— Ce doit être une seconde nature chez les gens d’Oxford ? sourit Morosini..

Elle lui rendit son sourire.

— Heureusement je sais : je suis née au bord de la mer. Le matin suivant, quand Ricci a été parti, Agostino m’a fait prendre une barque qu’il avait amenée dans la nuit au bout du parc. J’étais habillée comme vous le voyez car il m’avait recommandé de ne rien emporter, seulement un sac à main. Cette fois je l’ai pris assez grand pour dissimuler un petit chapeau souple. Agostino m’a donné un peu d’argent et j’ai ramé afin de descendre la Tamise jusqu’à Oxford où j’ai abandonné le bateau pour le train…

— Pourquoi diable faisait-il cela ?

— Je le lui ai demandé. Il m’a répondu que c’était à cause de sa mère qui était française comme moi et il a répété qu’il ne voulait pas que j’aie le même sort que les « autres » sans rien vouloir ajouter. Ce n’était d’ailleurs pas le moment de tenir une conversation. Je l’ai remercié et je suis partie.

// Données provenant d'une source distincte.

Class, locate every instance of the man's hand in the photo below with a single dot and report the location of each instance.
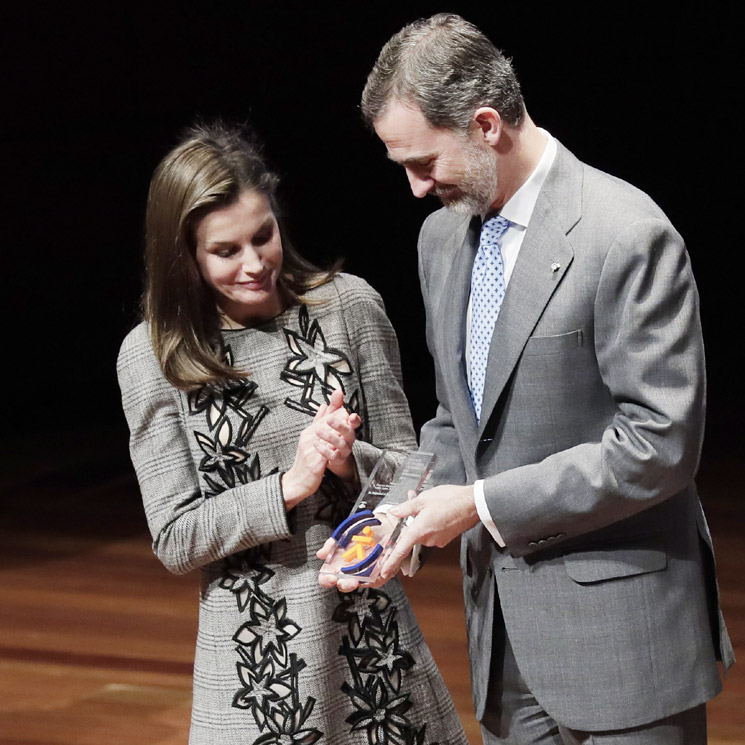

Jacqueline se tut pour se consacrer à l’assiette d’agneau rôti que l’on venait de déposer devant elle. Aldo laissa la sienne refroidir. Ce Ricci devenait de plus en plus inquiétant. La mise en garde du valet pour sibylline qu’elle soit, assombrissait encore un portrait qui n’en avait pas vraiment besoin. Et à propos de portrait, il demanda :

— Si son départ était prévu pour une date aussi proche, comment aurait-il fait si Boldini avait accepté de vous peindre ? Il lui aurait bien fallu rester à Paris un moment ?

— Certainement pas ! Il lui aurait proposé de venir peindre à Oxford et s’il le fallait, il l’aurait enlevé. Il en est capable.

— N’exagérons rien ! Cela aurait fait trop de vagues puisque j’étais témoin de la proposition. Je me demande même pourquoi il l’a faite ?

— Je ne sais pas !

— Bon, laissons de côté ! Reste à savoir ce que je vais faire de vous… À propos de votre David vous m’avez dit qu’il était absent pour plusieurs jours ? Vous ne savez pas combien ?

— Non. J’étais tellement déçue, tellement désespérée que je n’ai même pas pensé à le demander.

— On va arranger ça ! Il a le téléphone je suppose ?

— Bien entendu !

Elle sortit une carte de visite de son sac et la lui tendit.

— Attendez-moi ! dit Aldo en quittant son siège.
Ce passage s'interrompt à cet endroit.